Of the 36 households, 25.0% of which had children under the age of 18 living with them, 55.6% were married couples living together, 5.6% were cohabitating couples, 25.0% had a female householder with no spouse or partner present and 13.9% had a male householder with no spouse or partner present. 30.6% of all households were non-families. 27.8% of all households were made up of individuals, 8.3% had someone living alone who was 65 years old or older.
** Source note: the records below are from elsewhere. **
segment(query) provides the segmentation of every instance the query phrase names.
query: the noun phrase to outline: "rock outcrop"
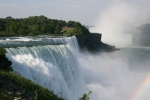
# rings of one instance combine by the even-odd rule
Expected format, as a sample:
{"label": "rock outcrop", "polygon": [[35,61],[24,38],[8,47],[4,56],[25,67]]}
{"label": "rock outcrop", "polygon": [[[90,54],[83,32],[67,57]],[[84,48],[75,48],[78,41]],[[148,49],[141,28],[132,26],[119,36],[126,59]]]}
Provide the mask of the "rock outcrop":
{"label": "rock outcrop", "polygon": [[99,52],[99,51],[114,51],[116,48],[114,46],[107,45],[101,41],[102,35],[99,33],[91,33],[76,36],[78,44],[81,51],[88,50],[90,52]]}

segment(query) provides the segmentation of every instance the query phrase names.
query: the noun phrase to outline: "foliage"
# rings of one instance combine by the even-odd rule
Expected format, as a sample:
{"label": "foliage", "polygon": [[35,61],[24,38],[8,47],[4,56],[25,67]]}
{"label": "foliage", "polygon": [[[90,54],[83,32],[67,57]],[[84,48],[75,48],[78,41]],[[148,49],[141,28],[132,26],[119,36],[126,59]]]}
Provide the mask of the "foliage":
{"label": "foliage", "polygon": [[82,97],[79,98],[79,100],[90,100],[89,96],[92,93],[92,91],[89,91],[88,93],[83,94]]}
{"label": "foliage", "polygon": [[[73,30],[63,33],[64,27],[73,28]],[[88,33],[89,30],[79,22],[48,19],[42,15],[20,19],[10,16],[0,18],[0,36],[80,35]]]}
{"label": "foliage", "polygon": [[0,71],[0,98],[2,100],[63,100],[52,91],[42,88],[14,72]]}

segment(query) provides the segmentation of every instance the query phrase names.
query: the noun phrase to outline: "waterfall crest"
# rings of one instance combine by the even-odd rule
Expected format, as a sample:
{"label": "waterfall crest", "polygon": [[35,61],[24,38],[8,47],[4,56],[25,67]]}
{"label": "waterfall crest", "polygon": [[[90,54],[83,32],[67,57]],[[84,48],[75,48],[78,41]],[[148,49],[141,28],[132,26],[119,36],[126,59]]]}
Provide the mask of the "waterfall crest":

The median age in the community was 44.7 years. 20.3% of the residents were under the age of 20; 1.4% were between the ages of 20 and 24; 29.7% were from 25 and 44; 36.5% were from 45 and 64; and 12.2% were 65 years of age or older. The gender makeup of the community was 48.6% male and 51.4% female.

==History==
Trenton's population was 80 in 1925.

==Education==
It is in the Mount Pleasant Community School District. Mount Pleasant Community High School is the comprehensive high school of the district.